I finally installed the 9400 GT card. Unfortunately I only have a single PCI slot in my shuttle case (P4 3.0 GHZ w/HT, 2 GB RAM, Win XP) and the heat sink on the card was so thick I had to remove my AGP 5200 card. Maybe I can replace the heatsink with one smaller so I can use the AGP for video and the PCI card just for CUDA.

I installed the latest drivers, and the folding@home gpu program. I seem to be getting pretty good performance with folding@home. I’m doing about 1-2 work units/day and getting extra bonus points. You can find my results on the folding@home site under the username matt7273. So far I’m getting about 350 points per work unit.

CPU usage stays very low(under 5%) almost all of the time it is folding, though when I open the visualization CPU usage goes way up. One time when I launched the visualization it blue screened! There was an easy workaround for that: don’t run the visualizer! Now its running smooth. However, I can tell PCI bandwidth is being maxxed out because screen redraws of windows is noticeable slower, likely a problem with the GDI. Perhaps if I had Vista(which I believe uses DirectX for the display instead of GDI) I wouldn’t have this problem.

When i ran the visualizer I noticed it would compute about .1% of the folding, and then pause for about a minute before continuing. This may be the PCI bandwidth limit showing itself as the results are sent from the card back to the CPU/disk.

I ran Quake 4 demo to see how game performance was, and it was definitely faster than my older 5200 AGP (4x?) card. This card definitely breathes new life into an older system, and runs noticeably cooler. The main problem of course is it will take up PCI bandwidth which may be needed by other devices(I think the IDE interface connects over PCI for instance).

It’s too bad there aren’t any AGP cards that have CUDA support. There are ATI AGP cards that support ‘close to metal’ and openCL, but my experience with ATI drivers in the past has led me to only use nvidia. Also it seems like nVidia is more serious about non gaming uses for their cards than ATI, as ATI does not have an equivalent of the Tesla card(yet?)

Its nice to know that when I get a new PC in the next month I’ll be able to reuse this card and develop with CUDA.

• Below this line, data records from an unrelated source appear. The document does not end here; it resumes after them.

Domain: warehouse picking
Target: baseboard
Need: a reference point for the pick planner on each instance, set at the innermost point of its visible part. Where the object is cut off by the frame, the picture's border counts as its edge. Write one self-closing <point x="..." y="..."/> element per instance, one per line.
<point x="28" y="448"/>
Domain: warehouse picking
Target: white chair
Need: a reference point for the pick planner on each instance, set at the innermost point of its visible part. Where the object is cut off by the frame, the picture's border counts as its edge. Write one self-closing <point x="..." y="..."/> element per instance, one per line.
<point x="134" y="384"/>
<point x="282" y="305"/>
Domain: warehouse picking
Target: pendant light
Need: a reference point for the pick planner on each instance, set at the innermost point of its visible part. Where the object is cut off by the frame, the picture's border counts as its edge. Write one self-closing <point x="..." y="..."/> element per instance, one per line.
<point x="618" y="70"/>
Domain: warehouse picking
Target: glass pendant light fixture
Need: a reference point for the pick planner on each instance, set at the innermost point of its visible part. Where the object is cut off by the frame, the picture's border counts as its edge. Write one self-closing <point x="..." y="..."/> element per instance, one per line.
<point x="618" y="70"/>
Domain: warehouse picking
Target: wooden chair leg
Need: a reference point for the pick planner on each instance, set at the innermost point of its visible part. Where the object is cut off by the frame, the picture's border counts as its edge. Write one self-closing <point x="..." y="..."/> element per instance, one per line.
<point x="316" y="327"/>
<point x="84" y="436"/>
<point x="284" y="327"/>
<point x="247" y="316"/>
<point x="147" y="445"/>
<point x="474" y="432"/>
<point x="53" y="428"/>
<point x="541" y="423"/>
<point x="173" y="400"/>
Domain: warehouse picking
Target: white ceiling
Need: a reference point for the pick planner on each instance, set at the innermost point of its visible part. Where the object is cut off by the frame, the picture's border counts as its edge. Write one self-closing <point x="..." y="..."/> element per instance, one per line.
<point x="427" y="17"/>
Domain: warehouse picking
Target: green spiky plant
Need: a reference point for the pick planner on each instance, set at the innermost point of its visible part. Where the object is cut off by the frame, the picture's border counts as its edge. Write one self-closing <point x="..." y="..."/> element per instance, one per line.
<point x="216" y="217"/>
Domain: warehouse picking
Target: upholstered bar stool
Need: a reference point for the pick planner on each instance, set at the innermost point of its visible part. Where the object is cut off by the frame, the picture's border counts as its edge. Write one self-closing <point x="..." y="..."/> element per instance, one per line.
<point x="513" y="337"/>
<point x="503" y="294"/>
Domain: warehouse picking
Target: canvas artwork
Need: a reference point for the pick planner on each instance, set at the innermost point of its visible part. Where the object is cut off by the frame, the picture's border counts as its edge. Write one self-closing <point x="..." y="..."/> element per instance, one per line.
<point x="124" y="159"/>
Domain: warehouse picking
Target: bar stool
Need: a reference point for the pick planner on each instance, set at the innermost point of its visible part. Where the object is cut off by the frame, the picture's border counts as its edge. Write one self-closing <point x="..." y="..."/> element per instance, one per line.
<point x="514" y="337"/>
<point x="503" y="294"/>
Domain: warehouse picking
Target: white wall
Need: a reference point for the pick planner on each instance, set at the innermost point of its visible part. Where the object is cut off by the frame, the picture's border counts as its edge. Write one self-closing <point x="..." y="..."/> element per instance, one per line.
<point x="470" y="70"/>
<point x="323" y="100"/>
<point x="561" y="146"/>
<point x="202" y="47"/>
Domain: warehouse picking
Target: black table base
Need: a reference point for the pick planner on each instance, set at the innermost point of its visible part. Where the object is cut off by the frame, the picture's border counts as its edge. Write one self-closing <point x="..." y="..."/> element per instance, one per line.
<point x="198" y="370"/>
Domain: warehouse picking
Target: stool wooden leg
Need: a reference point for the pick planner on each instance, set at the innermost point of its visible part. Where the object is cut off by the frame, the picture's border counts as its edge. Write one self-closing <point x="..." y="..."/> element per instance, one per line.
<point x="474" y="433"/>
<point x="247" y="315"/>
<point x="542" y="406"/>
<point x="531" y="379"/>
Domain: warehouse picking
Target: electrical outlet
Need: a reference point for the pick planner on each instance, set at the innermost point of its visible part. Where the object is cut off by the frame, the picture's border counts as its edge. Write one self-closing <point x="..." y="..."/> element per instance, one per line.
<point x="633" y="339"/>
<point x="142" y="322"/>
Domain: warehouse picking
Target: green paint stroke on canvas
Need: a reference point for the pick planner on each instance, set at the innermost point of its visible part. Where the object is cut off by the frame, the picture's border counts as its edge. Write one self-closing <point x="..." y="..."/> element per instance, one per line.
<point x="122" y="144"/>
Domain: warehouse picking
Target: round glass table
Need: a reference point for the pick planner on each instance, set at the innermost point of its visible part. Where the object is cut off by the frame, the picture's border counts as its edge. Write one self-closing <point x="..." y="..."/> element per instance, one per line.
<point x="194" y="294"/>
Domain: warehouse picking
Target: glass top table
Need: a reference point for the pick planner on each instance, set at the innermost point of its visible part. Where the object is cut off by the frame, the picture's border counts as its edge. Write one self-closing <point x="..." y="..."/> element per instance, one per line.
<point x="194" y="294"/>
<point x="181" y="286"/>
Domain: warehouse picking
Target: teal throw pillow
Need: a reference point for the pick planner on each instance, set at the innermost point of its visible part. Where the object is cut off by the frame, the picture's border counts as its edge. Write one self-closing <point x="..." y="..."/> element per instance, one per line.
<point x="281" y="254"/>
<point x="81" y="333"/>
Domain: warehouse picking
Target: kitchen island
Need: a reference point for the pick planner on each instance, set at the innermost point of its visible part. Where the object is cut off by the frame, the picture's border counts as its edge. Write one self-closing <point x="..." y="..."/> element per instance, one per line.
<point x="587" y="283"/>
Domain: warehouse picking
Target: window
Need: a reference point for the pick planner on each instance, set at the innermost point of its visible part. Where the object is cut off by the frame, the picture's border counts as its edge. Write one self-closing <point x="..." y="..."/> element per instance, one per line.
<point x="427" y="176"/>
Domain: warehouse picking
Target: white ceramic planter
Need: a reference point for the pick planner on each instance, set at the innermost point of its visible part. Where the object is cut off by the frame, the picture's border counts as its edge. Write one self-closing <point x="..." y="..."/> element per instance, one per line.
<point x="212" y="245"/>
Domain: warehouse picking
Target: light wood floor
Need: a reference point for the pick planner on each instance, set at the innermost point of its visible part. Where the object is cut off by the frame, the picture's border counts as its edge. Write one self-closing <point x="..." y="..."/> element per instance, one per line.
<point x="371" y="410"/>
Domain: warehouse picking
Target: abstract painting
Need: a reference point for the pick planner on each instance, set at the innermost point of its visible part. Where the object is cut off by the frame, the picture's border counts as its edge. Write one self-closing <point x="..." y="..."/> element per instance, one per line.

Try running the nbody program from the SDK in release mode. It will be in the ‘bin’ folder in the SDK (then Win32 or win64, then ‘Release’) as nbody.exe. You can run it from the command prompt like:

nbody -benchmark -n=2048

And see what your results are. You can change the n=2048 to other powers of two (1024, 4096, 8192, etc.) to play around with it. For the 9400GT, the default size is n=2048 (like I wrote above). Since the program runs n^2 computations, each time you move up the number of particles by 2x (e.g. from 2048 to 4096), the compute time will increase by about 4x.

That will provide you with a good “computing speed” benchmark versus any of the other cards…

Thanks. I see there’s new CUDA downloads, I will try to get to running the nbody program this week.

I still haven’t run pure benchmarks, or had time to read up or play with CUDA (instead very busy with a webDAV project. Gotta pay the bills.)

However, I recently purchased a laptop with the 9300 GPU, which has half the cores(8) as my PCI 9400 card(16)

I’ve been running folding@home 24/7 on both systems since the purchase, and I’m finding with this particular application the 16 core PCI card is completing work units twice as fast as the 8 core laptop. Obviously protein folding by its very nature is unpredictable as a short term benchmark, but I think a full week is enough to lead come to this tentative conclusion: With this particular application(folding@home gpu build) the lower PCI bandwidth of 133 MB/sec is not a significant factor. CPU usage on both systems remains close to 0 throughout the folding process so I don’t see that as a factor in this case. Only caveat is my PCI card has 1 GB, and the laptop card has 512 MB, which is also half. I seriously doubt folding@home is using much vram though.

however, I’m not going to recommend the 9400 PCI solution unless you have a very limited budget. The card is about twice as much as the PCIe card, and only has 16 cores. It seems CUDA scales with the number of cores pretty closely, and you would be better advised to buy a card like the 9500 PCIe card with 32 cores, and a dell inspiron from dell outlet for $189. thats the next supercomputer for me I think.